Être porteur de la parole de Dieu nous oblige à vivre sous la contrainte de Dieu. La langue, selon Jacques, est le membre le plus indiscipliné du corps humain. « C’est un mal qu’on ne peut maîtriser : Jacques 3,8. » La discipline du Seigneur dans la vie d’Ezéchiel ira jusqu’au point de contrôle total de cet organe. Si libre d’habitude, la langue d’Ezéchiel restera collée à son palais, sauf pour les moments où elle s’exprimera au nom de son Dieu. Il en sera de même pour son corps. En tant que prophète, Ezéchiel pourrait, selon ses envies, décider des moments où il va à la rencontre de son peuple. Il ne le pourra pas. Lié par des cordes, il ne sortira de chez lui pour exercer son ministère que lorsque le Seigneur le lui dira. Les contraintes auxquelles sont soumis Ezéchiel ont un double but. Le premier est d’économiser la parole du prophète. Israël a tant entendu de choses que l’Eternel estime que la salive du prophète est trop précieuse pour être gâchée dans des redites qui ne portent aucun fruit. Il impose le silence à Ezéchiel comme Jésus se l’imposera face à ses contradicteurs avant sa mort : Matthieu 26,63. Le second est de donner un poids d’autorité inégalé aux paroles qu’Ezéchiel exprimera. Il faut que le peuple comprenne qu’avec Ezéchiel, un prophète se trouve au milieu d’eux : Ezéchiel 2,5. Trop longtemps, celui-ci a été séduit par de beaux-parleurs volubiles. La parole rare d’Ezéchiel est une parole précieuse, à prendre ou à laisser. C’est une parole de conclusion, qui n’a besoin ni d’explication, ni de justification. 

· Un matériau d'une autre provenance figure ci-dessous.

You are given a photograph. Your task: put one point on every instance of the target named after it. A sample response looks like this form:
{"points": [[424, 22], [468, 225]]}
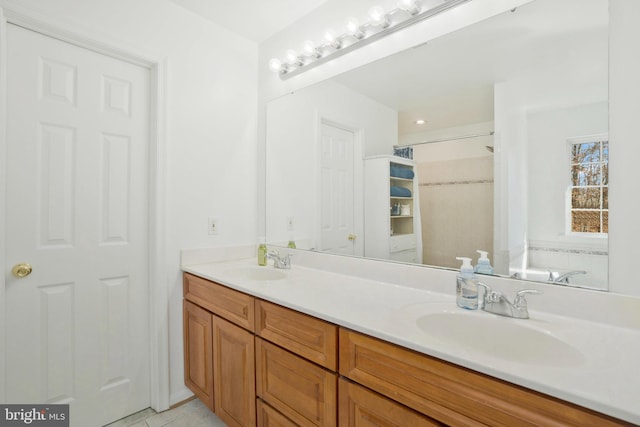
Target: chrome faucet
{"points": [[556, 277], [280, 262], [495, 302]]}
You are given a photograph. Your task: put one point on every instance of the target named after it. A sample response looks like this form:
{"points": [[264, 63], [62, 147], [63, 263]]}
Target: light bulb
{"points": [[275, 65], [377, 16], [410, 6], [353, 28]]}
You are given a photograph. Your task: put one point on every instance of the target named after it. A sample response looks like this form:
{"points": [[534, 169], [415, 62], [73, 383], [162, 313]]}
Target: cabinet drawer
{"points": [[402, 242], [311, 338], [452, 394], [234, 306], [269, 417], [359, 406], [305, 393]]}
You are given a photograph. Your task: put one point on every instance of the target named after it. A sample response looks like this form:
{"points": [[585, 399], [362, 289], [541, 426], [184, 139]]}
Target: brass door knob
{"points": [[21, 270]]}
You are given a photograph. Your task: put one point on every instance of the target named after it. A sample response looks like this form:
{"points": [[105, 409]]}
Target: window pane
{"points": [[582, 175], [587, 152], [585, 221], [585, 198]]}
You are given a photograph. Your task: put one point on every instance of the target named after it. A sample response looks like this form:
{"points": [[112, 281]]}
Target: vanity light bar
{"points": [[379, 24]]}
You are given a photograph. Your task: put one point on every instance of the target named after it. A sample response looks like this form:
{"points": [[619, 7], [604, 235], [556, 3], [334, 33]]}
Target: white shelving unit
{"points": [[389, 233]]}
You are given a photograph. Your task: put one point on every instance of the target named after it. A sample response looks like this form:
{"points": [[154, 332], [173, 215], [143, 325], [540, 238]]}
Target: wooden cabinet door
{"points": [[302, 391], [234, 374], [198, 357], [307, 336], [361, 407]]}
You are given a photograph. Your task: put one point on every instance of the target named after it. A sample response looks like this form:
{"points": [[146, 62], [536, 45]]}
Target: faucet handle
{"points": [[520, 300]]}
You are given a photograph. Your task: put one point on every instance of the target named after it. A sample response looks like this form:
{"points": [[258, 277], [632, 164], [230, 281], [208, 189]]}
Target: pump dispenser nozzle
{"points": [[466, 286], [484, 265]]}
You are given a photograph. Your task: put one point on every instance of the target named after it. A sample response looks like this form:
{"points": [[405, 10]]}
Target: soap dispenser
{"points": [[484, 265], [262, 252], [466, 286]]}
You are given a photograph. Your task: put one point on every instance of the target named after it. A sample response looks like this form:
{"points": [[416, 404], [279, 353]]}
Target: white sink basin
{"points": [[515, 340], [255, 273]]}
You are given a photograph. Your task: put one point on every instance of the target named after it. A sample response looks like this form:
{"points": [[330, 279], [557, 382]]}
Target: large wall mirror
{"points": [[512, 158]]}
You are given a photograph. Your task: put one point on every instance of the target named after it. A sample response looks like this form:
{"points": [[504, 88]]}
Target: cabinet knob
{"points": [[21, 270]]}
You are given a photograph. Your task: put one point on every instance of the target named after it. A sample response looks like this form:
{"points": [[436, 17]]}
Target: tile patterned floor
{"points": [[191, 414]]}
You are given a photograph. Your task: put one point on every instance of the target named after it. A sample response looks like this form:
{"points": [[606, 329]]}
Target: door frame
{"points": [[158, 293], [358, 173]]}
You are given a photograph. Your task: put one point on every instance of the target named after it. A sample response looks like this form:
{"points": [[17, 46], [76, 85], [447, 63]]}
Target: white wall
{"points": [[293, 132], [211, 125], [550, 246], [624, 173]]}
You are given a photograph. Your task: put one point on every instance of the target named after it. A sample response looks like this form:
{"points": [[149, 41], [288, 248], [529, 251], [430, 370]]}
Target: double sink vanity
{"points": [[385, 344]]}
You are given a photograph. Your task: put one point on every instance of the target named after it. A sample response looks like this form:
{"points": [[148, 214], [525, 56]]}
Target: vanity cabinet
{"points": [[198, 352], [392, 221], [359, 406], [219, 349], [452, 394], [254, 362]]}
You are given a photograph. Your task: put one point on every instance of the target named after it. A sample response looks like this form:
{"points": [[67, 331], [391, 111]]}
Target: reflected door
{"points": [[336, 187], [77, 325]]}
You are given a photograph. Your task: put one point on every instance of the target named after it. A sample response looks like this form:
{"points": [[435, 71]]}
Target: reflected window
{"points": [[589, 211]]}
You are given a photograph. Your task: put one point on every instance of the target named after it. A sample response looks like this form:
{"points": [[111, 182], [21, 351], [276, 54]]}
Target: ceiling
{"points": [[256, 20]]}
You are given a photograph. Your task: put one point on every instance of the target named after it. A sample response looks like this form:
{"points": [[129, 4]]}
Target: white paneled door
{"points": [[77, 327], [336, 199]]}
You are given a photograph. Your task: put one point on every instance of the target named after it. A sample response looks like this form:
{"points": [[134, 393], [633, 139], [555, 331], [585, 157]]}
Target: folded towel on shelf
{"points": [[398, 171], [400, 191]]}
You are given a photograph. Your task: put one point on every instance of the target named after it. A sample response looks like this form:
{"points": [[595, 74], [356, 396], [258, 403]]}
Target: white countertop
{"points": [[605, 378]]}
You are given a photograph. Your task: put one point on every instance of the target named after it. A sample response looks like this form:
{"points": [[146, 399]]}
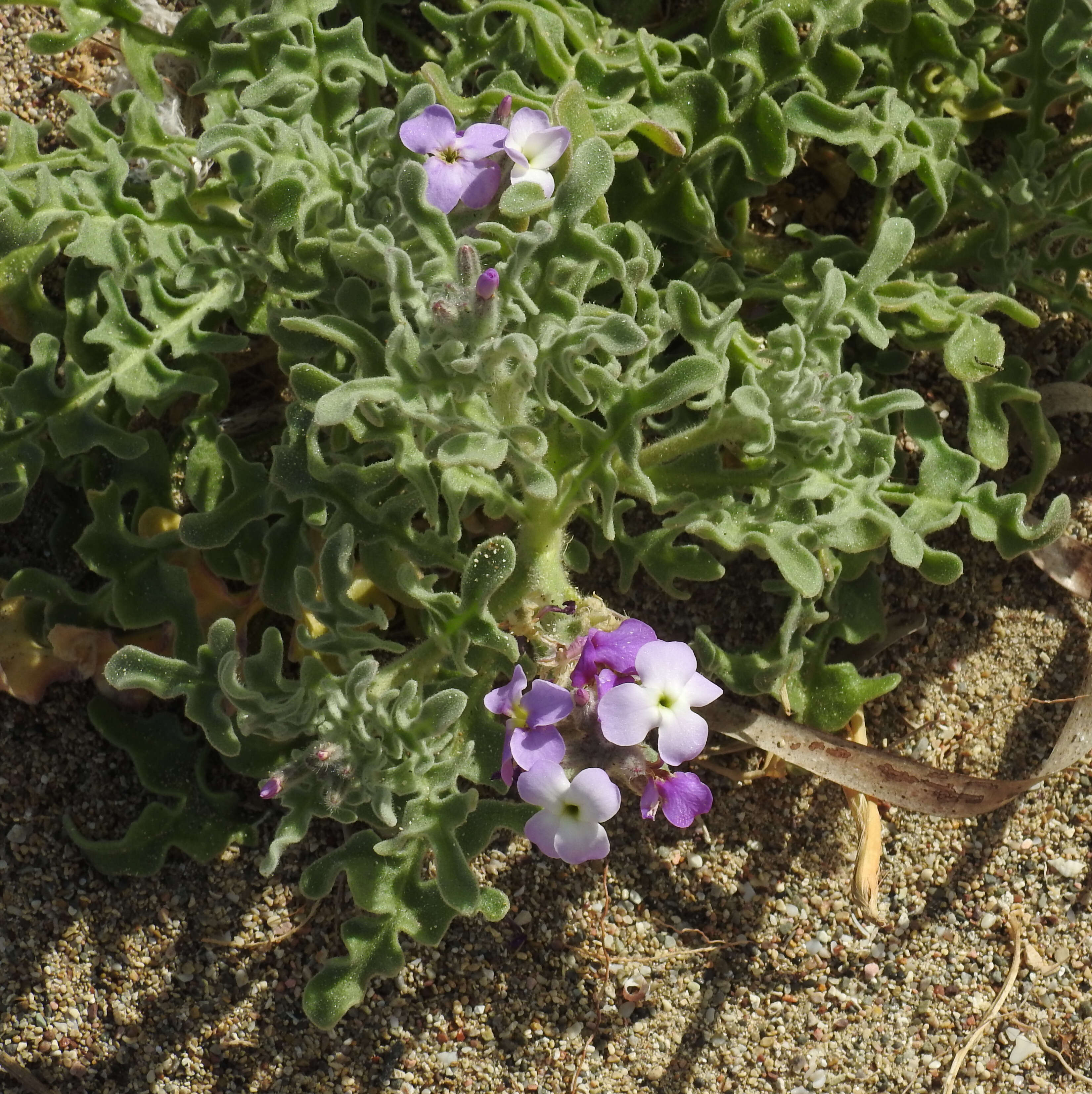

Même si, physiquement, Jésus n’a pas vécu dans la condition d’Ezéchiel, les limites dans lesquelles il était enserré par l’Esprit y ressemblent. Tous les mouvements de Jésus, toutes ses conversations ne nous sont pas rapportées dans les Evangiles. Ce qui est certain cependant est que le Maître, à cause de sa mission, n’était pas libre un seul instant de se défaire de sa captivité du Père. Il nous arrive quant à nous de faire ou de dire beaucoup de choses sans lien avec notre identité de Fils de Dieu. Prisonnier de Dieu, nos liens ne sont pas aussi serrés que ceux d’Ezéchiel ou de Jésus. Tout au long de la journée, ma langue remue aisément sans qu’un mors ne la bride. Mes pas font que je peux sortir de ma maison pour faire des choses futiles, sans rapport avec ce que je suis en Christ. Il n’en était pas de même des deux hommes auxquels je fais ici référence. A la croix, en particulier, Jésus connaîtra l’abrogation extrême de sa liberté. Incapable d’aucun mouvement, sa parole se fera rare. Sa langue, collée à son palais : Psaume 22,16-17, finira par se taire dans le dernier souffle qui mettra fin à son existence humaine. Jésus termine ici son parcours. Il n’avait plus rien à dire qu’il n’ait déjà dit. La langue du juste est un argent de choix, dit Salomon : Proverbes 10,20. Comme l’or pour l’orpailleur, que les paroles de notre Dieu aient toujours pour nous ce caractère précieux ! 

dimanche 17 mai 2020

EZECHIEL 2

V 1 à 9 : appel et mission d’Ezéchiel

V 1 et 2 : debout par l’Esprit

Nous avons quitté, à la fin du chapitre 1, Ezéchiel face contre terre suite à la fulgurance de la révélation reçue. La réaction d’Ezéchiel n’est pas unique. Elle rejoint celle de Daniel face au messager divin qui lui parle : Daniel 8,17 ; 10,9, ou de Jean face à Jésus glorifié : Apocalypse 1,17. Il est impossible à l’homme naturel de supporter la vision de la gloire qui vient du royaume de Dieu. Il lui faut bénéficier d’une grâce particulière pour cela. C’est ce que va vivre Ezéchiel. Alors qu’il mord la poussière, l’Esprit de Dieu, avec toute la douceur qui le caractérise, relève le prophète. Ezéchiel peut alors se tenir sur ses pieds pour recevoir de son Dieu l’ordre de mission qui lui est destiné.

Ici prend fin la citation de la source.